Cloud computing, the explosive growth of MEMS and sensors, and sustainability issues are common themes throughout the document. The roadmap also pinpoints critical technology gaps and areas where R&D efforts should be focused.
"In the 20 years that we've been creating roadmaps for the electronics manufacturing industry, each successive edition has built on, and improved upon, the previous one," said Bill Bader, CEO of iNEMI.
"The first roadmap, published in 1994, was created by the US electronics industry and covered only nine technology areas, focusing primarily on assembly and packaging, and electronic components. Since then, we have broadened our focus in terms of geography and technology, and increased the depth of discussion. We now have a truly global perspective, thanks to the contributors located around the world, and this latest roadmap covers 20 technology areas and six product sectors, encompassing the entire electronics manufacturing supply chain."
Cloud computing figures prominently in this latest roadmap, and has the potential to create the most significant paradigm shifts, bringing about major changes to business models in the next four to five years.
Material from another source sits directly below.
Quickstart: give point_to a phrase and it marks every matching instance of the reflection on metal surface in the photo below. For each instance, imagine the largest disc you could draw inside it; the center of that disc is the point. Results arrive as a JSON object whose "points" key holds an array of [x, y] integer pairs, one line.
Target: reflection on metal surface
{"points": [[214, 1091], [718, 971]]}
Similarly, the increased use of MEMS and sensors in a growing number of applications (cell phones, medical electronics, automotive) has repercussions across multiple product sectors.
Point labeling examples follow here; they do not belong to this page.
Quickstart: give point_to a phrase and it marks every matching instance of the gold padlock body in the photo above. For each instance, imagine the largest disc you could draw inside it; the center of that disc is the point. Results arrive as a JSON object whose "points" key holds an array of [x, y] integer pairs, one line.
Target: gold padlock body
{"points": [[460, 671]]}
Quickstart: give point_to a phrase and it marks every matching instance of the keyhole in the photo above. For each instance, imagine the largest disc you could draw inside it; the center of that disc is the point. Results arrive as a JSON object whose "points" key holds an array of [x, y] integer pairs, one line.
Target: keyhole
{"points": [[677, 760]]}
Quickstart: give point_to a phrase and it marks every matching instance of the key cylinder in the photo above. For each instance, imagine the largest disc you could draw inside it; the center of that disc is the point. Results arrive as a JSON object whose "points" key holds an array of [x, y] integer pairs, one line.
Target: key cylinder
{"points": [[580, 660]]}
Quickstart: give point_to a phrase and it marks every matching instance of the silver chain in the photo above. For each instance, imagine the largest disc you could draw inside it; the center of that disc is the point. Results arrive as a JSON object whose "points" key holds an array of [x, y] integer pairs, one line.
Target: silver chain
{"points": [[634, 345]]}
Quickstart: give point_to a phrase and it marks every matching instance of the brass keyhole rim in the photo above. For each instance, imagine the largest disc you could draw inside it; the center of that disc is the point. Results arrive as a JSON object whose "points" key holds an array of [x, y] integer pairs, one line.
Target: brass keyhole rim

Concerns about sustainability are still at the forefront while companies continue to grapple with the lack of industry-wide assessment methodologies to evaluate alternative materials and the need for data to assess and quantify environmental impact of products in a consistent way.
Faster rates of change in miniaturization, driven by the explosion of smart phones, tablets and other mobile devices, are resulting in increased use of complex, 3D assemblies and solutions, such as system-in-package (SiP). These solutions, however, come with their own sets of challenges.
Lack of test access, pick and place of 3D thin chips or bare 3D stacked chips with irregular shapes, rework processes and heat sink attachment all become more difficult.